When we refer to a “Jekyll and Hyde” personality, everyone knows what we mean.  The impact of this book is immeasurable, and it’s more of a novella in length.  I’ve just read it for the first time, as sort of a companion piece to Nancy Horan’s Under the Wide and Starry Sky about Robert Louis Stevenson and his wife Fanny.  I have no idea how historically accurate Horan’s novel is, but in her book Stevenson rips up the original manuscript and completely reworks this novel to incorporate his wife’s suggestions.  Stevenson tells the tale with 3 narrators, the last of which is Jekyll himself.  What I found most telling about this last narrative is that Dr. Jekyll does not really consider himself a good man.  In fact, he much prefers being the cruel but freer Mr. Hyde, who has no conscience and no concern for the well-being of others.  As Dr.

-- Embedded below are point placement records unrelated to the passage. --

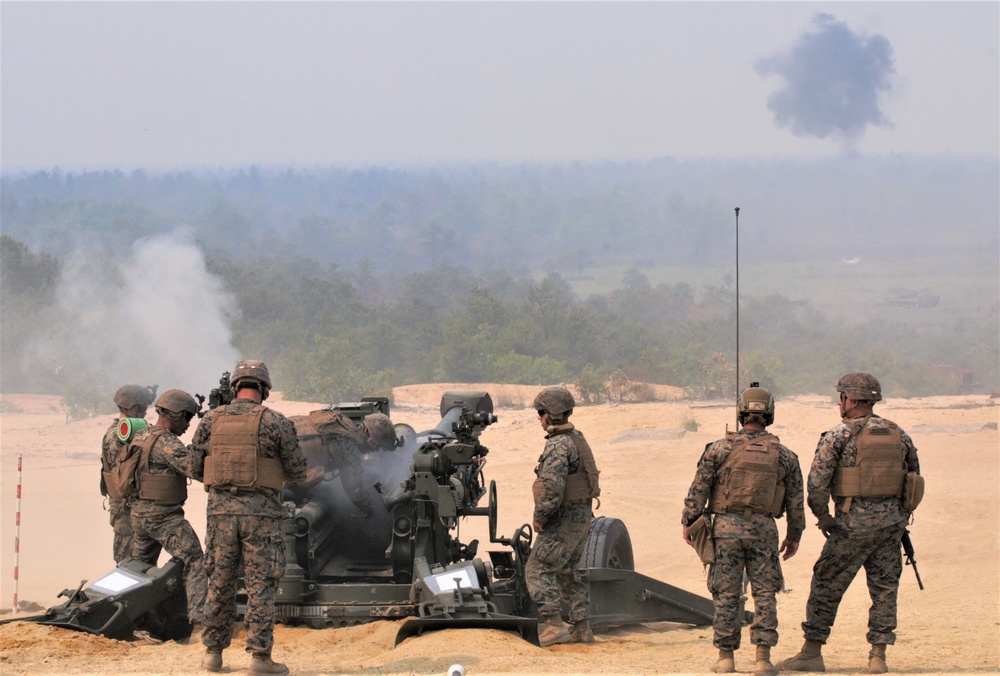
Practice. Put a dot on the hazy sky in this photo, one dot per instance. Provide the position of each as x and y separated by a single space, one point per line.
161 85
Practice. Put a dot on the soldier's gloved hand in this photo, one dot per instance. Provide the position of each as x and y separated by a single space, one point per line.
313 476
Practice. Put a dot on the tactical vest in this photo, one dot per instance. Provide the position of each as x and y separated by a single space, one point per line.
583 484
233 459
751 485
878 471
163 489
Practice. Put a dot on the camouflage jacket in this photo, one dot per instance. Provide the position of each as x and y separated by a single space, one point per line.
735 525
838 447
559 459
169 455
111 445
277 440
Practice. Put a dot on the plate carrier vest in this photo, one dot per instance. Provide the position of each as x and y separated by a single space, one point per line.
233 460
751 485
163 489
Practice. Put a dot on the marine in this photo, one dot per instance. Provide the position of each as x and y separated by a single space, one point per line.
164 466
247 451
869 467
566 484
132 401
742 484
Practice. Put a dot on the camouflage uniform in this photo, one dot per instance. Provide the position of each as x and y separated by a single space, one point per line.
867 533
749 544
245 525
155 525
119 510
552 573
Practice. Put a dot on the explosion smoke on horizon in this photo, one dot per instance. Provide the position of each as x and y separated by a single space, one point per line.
153 315
833 80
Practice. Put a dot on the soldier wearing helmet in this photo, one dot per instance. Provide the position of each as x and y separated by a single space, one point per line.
742 484
248 452
331 439
165 464
132 402
868 465
566 483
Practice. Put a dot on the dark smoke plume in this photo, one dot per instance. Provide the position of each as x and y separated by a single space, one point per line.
833 80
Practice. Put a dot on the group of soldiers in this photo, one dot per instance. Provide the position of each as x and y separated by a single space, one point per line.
245 452
866 464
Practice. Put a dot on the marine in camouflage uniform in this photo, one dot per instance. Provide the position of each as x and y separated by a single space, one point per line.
561 519
865 531
132 402
158 511
746 541
244 526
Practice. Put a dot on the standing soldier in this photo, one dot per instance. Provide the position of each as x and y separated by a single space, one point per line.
746 480
870 468
249 451
132 402
565 485
161 490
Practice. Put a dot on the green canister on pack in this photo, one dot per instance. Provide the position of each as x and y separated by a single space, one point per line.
127 427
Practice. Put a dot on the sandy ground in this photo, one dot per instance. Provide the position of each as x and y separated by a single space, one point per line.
647 465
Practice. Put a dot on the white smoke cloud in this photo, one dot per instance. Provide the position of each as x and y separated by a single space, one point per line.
150 314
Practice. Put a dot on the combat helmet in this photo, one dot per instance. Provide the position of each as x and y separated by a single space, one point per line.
132 396
756 404
860 386
557 401
177 402
251 371
380 431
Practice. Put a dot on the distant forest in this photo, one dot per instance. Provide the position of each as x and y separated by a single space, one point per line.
352 281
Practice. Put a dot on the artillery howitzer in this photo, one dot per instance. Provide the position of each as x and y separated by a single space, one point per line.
405 562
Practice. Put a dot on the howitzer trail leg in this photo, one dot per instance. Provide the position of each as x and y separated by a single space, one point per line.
555 631
876 660
726 664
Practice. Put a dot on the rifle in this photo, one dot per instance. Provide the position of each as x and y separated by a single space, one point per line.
219 396
910 556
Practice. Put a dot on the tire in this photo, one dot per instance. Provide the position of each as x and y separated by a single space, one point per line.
608 545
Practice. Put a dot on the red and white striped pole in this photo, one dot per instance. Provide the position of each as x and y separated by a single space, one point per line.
17 531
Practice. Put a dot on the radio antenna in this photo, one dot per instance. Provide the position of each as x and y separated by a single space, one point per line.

Jekyll he has to bury (and “hyde”) his baser desires and sees this effort as a sort of bondage to convention.  In other words, Jekyll comes off as a sociopath who chooses to act like a person with real empathy for his fellow human beings, even though in reality he has none.  As Mr. Hyde, he undergoes a sort of hypnosis, and hypnotists tell us that they cannot override our consciences.   Stevenson chooses not to challenge our trust that a truly good person cannot be persuaded to do evil deeds.  I couldn’t help wondering, if the character enjoys being Hyde so much, how he motivates himself to revert to his Jekyll persona.  Since his physical appearance changes, I suppose he has to become Jekyll to avoid being captured by the police for his actions as Hyde.  Anyway, I can think of all sorts of alternate scenarios, such as Hyde being in jail for his evil deeds and asking his attorney to bring him the potion that will restore Dr. Jekyll.  It’s no wonder this iconic book has spawned TV shows, movies, and other novels that put a different slant on this timeless and intriguing story.